Records an email event and, when possible, links it to its email and advances
the email's status.

The event is always inserted. If it carries a `message_id` and a matching email
exists, the event's `email_id` is set and the email's status is advanced per
the event-type mapping using `next_status/2` (never regressing).

The matching email (if any) is re-fetched and row-locked (`SELECT ... FOR
UPDATE`) *inside* the transaction, immediately before computing the status
advance. This matters because SNS can deliver more than one notification
for the same `message_id` close together (e.g. a bounce and a complaint
arriving within milliseconds of each other, or a plain redelivered retry):
without the lock, two concurrent `record_event/1` calls could both read
the same starting status, both compute their own "next" status from it,
and have the second commit silently overwrite the first's advancement.
The row lock serializes the two — the second call's `FOR UPDATE` blocks
until the first transaction commits, then reads the *already-advanced*
status, so both events still land correctly relative to each other.

Returns `{:ok, event}` (with `email_id` set when linked) or
`{:error, changeset}`.

# `stats`

```elixir
@spec stats(%{from: DateTime.t(), to: DateTime.t()}) :: map()
```

Computes send/engagement counts and rates for a date range, plus deltas versus
the immediately-preceding equal-length period.

Accepts `%{from: DateTime.t(), to: DateTime.t()}`. Counts are taken over
`emails.inserted_at` within the range.
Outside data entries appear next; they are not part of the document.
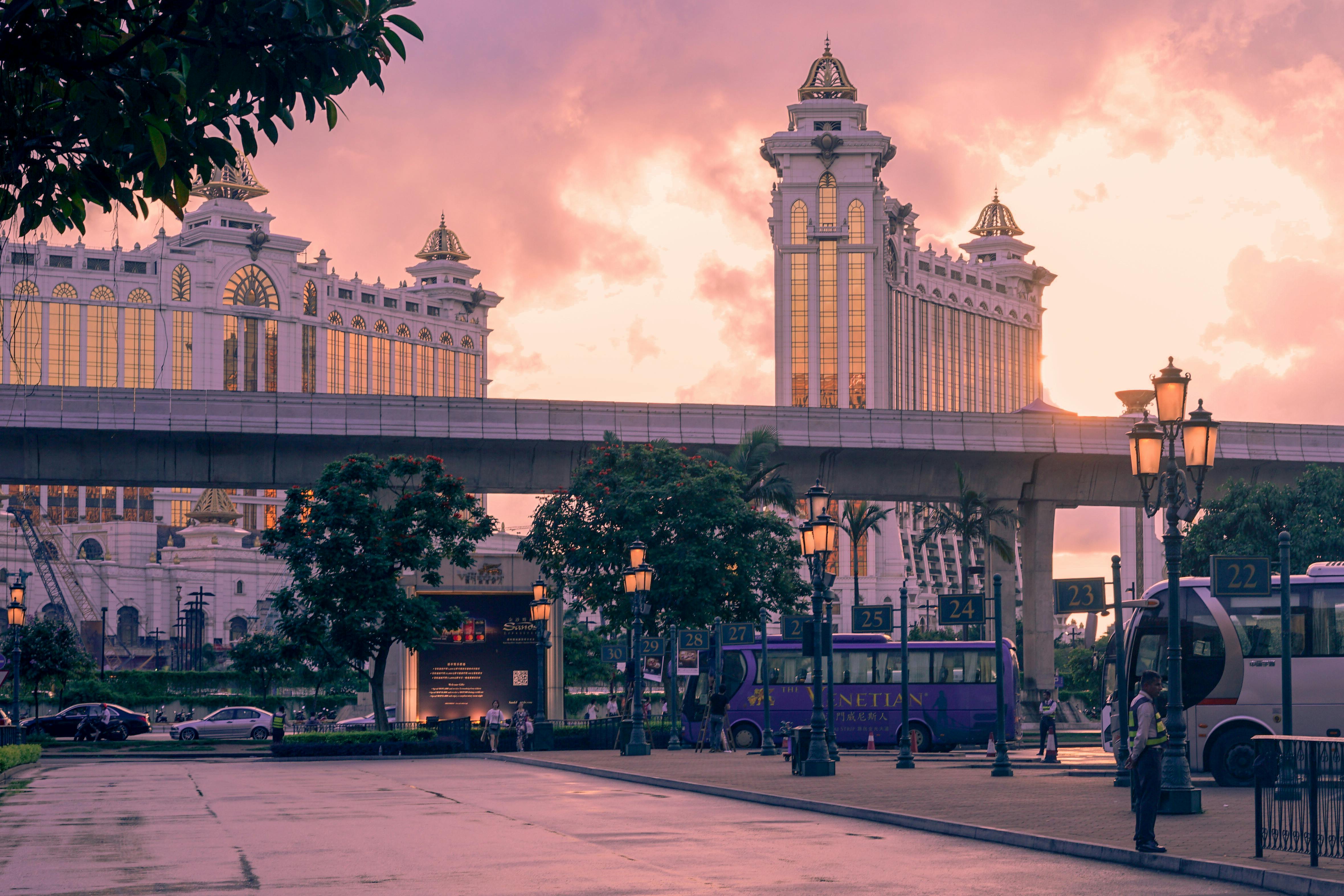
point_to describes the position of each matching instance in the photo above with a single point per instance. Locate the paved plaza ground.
(1038, 800)
(467, 825)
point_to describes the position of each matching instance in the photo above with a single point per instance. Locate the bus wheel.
(745, 737)
(1233, 760)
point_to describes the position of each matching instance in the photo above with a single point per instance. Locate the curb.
(1246, 875)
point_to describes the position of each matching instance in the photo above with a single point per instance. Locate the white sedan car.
(230, 722)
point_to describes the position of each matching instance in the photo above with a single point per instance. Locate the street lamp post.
(1147, 445)
(18, 593)
(768, 737)
(819, 542)
(639, 580)
(905, 760)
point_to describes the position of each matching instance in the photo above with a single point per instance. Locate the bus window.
(949, 667)
(1327, 623)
Returns a map:

    %{
      current: %{sent: _, delivered: _, opened: _, clicked: _, bounced: _,
                 complained: _, total: _},
      previous: %{...same keys...},
      rates: %{delivered: float, opened: float, clicked: float,
               bounced: float, complained: float},
      deltas: %{sent: float, delivered: float, ...}  # percent change vs previous
    }

Rate denominators: `delivered` is over `total`; `opened`/`clicked` are over
`delivered` (engagement of what landed); `bounced`/`complained` are over
`total`. Deltas are percentage change of each count versus the prior period
(`nil` when the prior count is 0 and the current is 0; `+100.0`-style growth
when prior is 0 and current is positive is reported as `nil` to avoid dividing
by zero — callers render "new").

Counts are computed with two aggregate queries (one per period), each using
`count(*) FILTER (WHERE ...)`; there is no per-row looping in Elixir.

# `suppress`

```elixir
@spec suppress(map()) :: {:ok, SquatchMail.Suppression.t()} | {:error, changeset()}
```

Inserts or updates a suppression for an address.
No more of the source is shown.